Pesquisa da ENSP aborda o uso da força policial sob a ótica da violência e saúde

O conteúdo da fala desse paciente, explica Marcelle, expunha seu medo de ser punido, o que, muitas vezes, implica ser preso e/ou perder o emprego, ou de morrer por uma decisão que o levasse ou a exceder no uso de sua força policial militar ou a se omitir diante da urgência de algo que deveria ser feito por meio desse mesmo uso. “Sua preocupação se justificava pela Polícia Militar ter a função ostensiva.” Ou seja, elucida a psicóloga, essa fala está nas esquinas das cidades identificada, equipada e autorizada a usar a força para manter a ordem pública, fazendo com que os policiais, em seu cotidiano, sejam demandados a atuar numa grande variedade de acontecimentos que requerem intervenções imediatas para fazer cessar algum tipo de desordem ou conflito. “Tal entendimento conduz à perspectiva de que a atividade policial está amparada na possibilidade do uso da força.”
Então, aponta Marcelle, o abuso de força policial acaba sendo individualizado na figura do sujeito policial, normalmente visto como despreparado, desvalorizado e estressado. “Não que tudo isso não contribua de maneira essencial para os excessos cometidos por policiais, mas esses não podem ser explicados unicamente por tais argumentos, senão como parte de uma dinâmica que envolve as instituições policiais e que se insere na monopolização da violência supostamente legítima, constitutiva do Estado Moderno.” Por isso, admite-se que o uso da violência revela-se parte inerente da atividade policial, uma vez que, por meio de sua monopolização pelo Estado, a polícia está autorizada ao uso da coação, numa tentativa de instauração da paz na vida social. Nessa busca por restringir a aplicação da força pelo Estado de direito, disse a aluna, acabou-se por autorizar seu exercício residual à polícia, tornando-a o único meio de violência legal capaz de responder prontamente às diferentes demandas no espaço público. Ela destaca que as sociedades democráticas instituem as polícias como seu aparato coercitivo e, para tanto, delegam à instituição o uso da violência para a manutenção da ordem. “A justificação do uso ilegítimo da força pela polícia tem como raiz a ideia de que somente a força pode conter a ameaça do crime.”

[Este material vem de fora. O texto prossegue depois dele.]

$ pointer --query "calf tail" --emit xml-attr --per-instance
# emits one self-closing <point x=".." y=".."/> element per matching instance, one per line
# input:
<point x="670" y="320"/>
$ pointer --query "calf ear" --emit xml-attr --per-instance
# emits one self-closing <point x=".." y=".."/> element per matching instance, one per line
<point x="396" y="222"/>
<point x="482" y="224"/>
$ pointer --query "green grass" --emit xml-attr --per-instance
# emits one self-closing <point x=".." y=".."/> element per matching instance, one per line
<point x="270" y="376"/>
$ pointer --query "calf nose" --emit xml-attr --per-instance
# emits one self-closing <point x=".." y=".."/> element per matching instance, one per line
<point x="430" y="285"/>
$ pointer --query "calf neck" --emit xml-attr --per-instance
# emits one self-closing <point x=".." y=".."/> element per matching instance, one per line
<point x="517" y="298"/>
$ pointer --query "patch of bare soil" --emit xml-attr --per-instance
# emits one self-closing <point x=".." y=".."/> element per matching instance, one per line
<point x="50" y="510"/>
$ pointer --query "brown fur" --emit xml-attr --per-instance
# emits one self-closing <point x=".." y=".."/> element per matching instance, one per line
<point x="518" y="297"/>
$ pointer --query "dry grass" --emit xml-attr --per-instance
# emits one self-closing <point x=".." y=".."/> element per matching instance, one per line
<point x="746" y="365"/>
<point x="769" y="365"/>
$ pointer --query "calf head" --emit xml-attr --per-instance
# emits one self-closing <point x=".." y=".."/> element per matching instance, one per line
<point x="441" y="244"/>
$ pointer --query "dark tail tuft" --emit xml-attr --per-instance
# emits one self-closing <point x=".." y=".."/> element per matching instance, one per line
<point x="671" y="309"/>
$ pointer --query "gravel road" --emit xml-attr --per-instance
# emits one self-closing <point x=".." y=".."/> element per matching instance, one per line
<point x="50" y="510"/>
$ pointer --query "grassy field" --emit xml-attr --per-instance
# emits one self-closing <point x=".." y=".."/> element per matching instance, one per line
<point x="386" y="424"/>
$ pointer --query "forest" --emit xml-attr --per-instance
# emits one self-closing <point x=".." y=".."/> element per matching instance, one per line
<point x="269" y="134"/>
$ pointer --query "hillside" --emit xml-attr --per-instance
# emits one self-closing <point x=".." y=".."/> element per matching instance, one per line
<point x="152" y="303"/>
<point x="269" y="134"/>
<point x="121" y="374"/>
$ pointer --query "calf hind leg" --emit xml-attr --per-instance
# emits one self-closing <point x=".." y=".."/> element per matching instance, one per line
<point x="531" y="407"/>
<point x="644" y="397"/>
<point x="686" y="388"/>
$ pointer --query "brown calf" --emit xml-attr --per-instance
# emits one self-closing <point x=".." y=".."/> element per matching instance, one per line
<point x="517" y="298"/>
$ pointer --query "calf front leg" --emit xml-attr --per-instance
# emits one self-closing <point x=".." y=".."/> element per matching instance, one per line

Segundo Marcelle, diante do material bibliográfico encontrado pela pesquisa, vê-se que a perspectiva da violência como intrínseca ao ofício policial é ofuscada pela sua vertente de abuso e excesso, contribuindo para a incompreensão acerca do exercício da violência autorizada pelo Estado como inerente ao trabalho policial militar. “A ênfase na violência policial em situações de conflitos armados e combate ao crime massifica a imagem da polícia como violadora dos direitos humanos, desconsidera a relação da força com as atividades de manutenção da ordem e aumenta a distância entre polícia e sociedade.”
A dissertação de Marcelle Braga Barbosa objetivou articular as noções de constituição do Estado, monopolização da violência e polícia por meio de referenciais teóricos acerca dos estudos sobre a polícia, além de discutir sobre a polícia militar no Brasil e a institucionalização do excesso de violência policial no período entre 1980 e 2015. Ela é especialista em Políticas e Gestão em Segurança Pública pela Universidade Estácio de Sá (2013), e em Psicanálise e Saúde Mental pela Universidade do Estado do Rio de Janeiro (2012). Possui graduação em Psicologia pela Universidade Federal Fluminense (2007).